Il brand delle celebrità

Suona un po’ come promuovere le bistecche fredde e dure come scoperta culinaria in cui si vive una nuova esperienza gustativa grazie a una migliore masticazione e a temperature più basse. Nonostante mezzo miliardo di dollari e il rapper più famoso del pianeta come testimonial, la caduta di Monogram dimostra che il branding delle celebrità ha comunque i suoi limiti.

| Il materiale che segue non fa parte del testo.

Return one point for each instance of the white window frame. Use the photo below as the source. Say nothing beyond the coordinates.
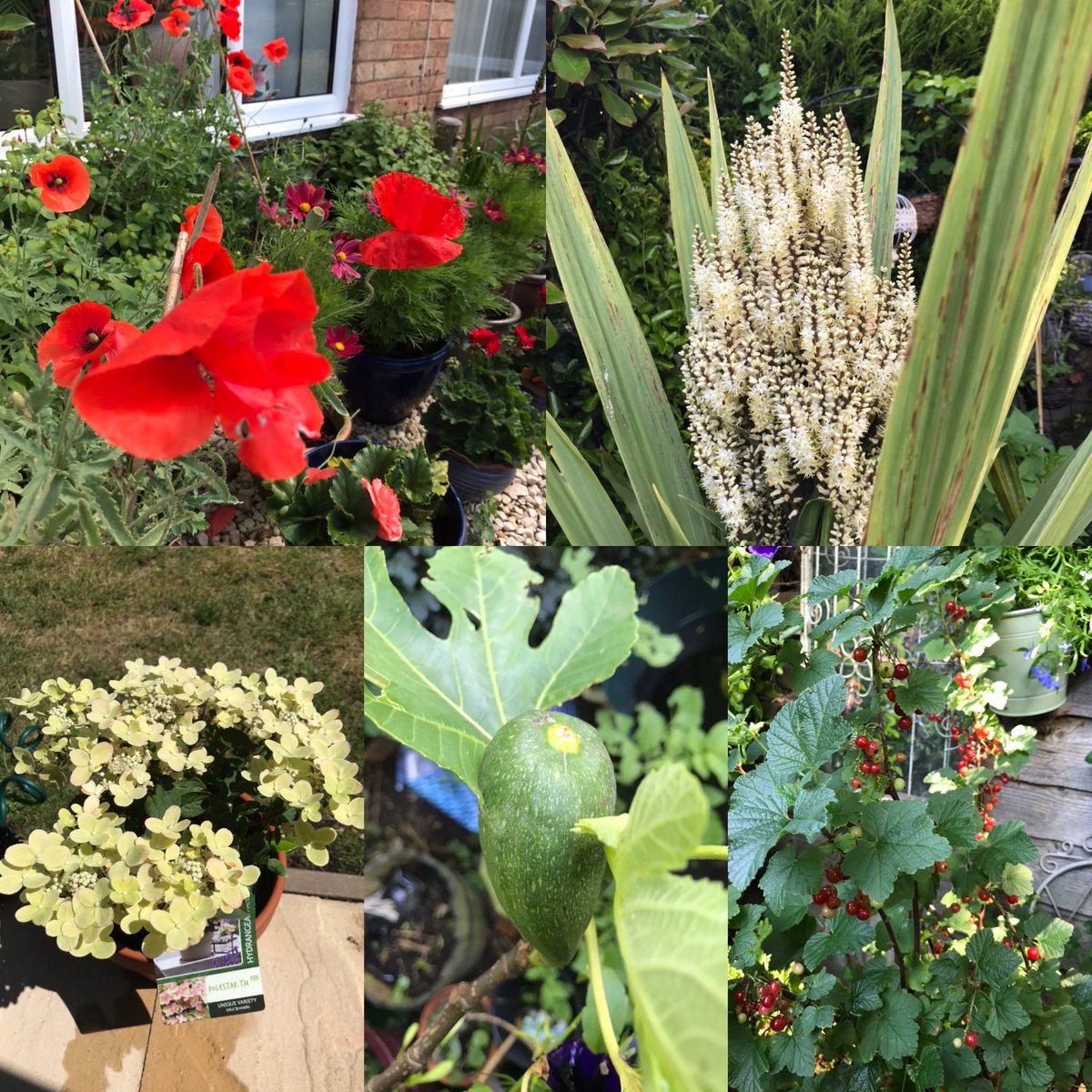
(473, 92)
(262, 120)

E forse anche che non si può ingannare chi fa uso di cannabis con discorsi fantasiosi e prodotti mediocri venduti a prezzi altissimi.

Il sito web di Monogram è ancora online a metà gennaio 2025. Monogram e Jay-Z hanno lasciato TPCO, come riporta SFGate: “Nel dicembre 2022, Monogram si è ufficialmente separata da TPCO ed è ora di proprietà di una società quotata distinta, secondo le informazioni azionarie di Gold Flora”. Questa società ha ancora l’esclusiva sulla vendita dei prodotti Monogram in California. Non è chiaro quando Gold Flora abbia smesso di vendere; la società non ha risposto alle domande di SFGate.

Jay-Z ha altre cose a cui pensare. All’inizio di dicembre 2024, una donna di 38 anni lo ha accusato di averla violentata nel 2000.

Tramite il suo legale, Jay-Z ha negato l’accusa. Per rilassarsi, il rapper può fumare la sua erba o bere un bicchierino di SirDavis, il whisky che la moglie Beyoncé ha lanciato lo scorso anno.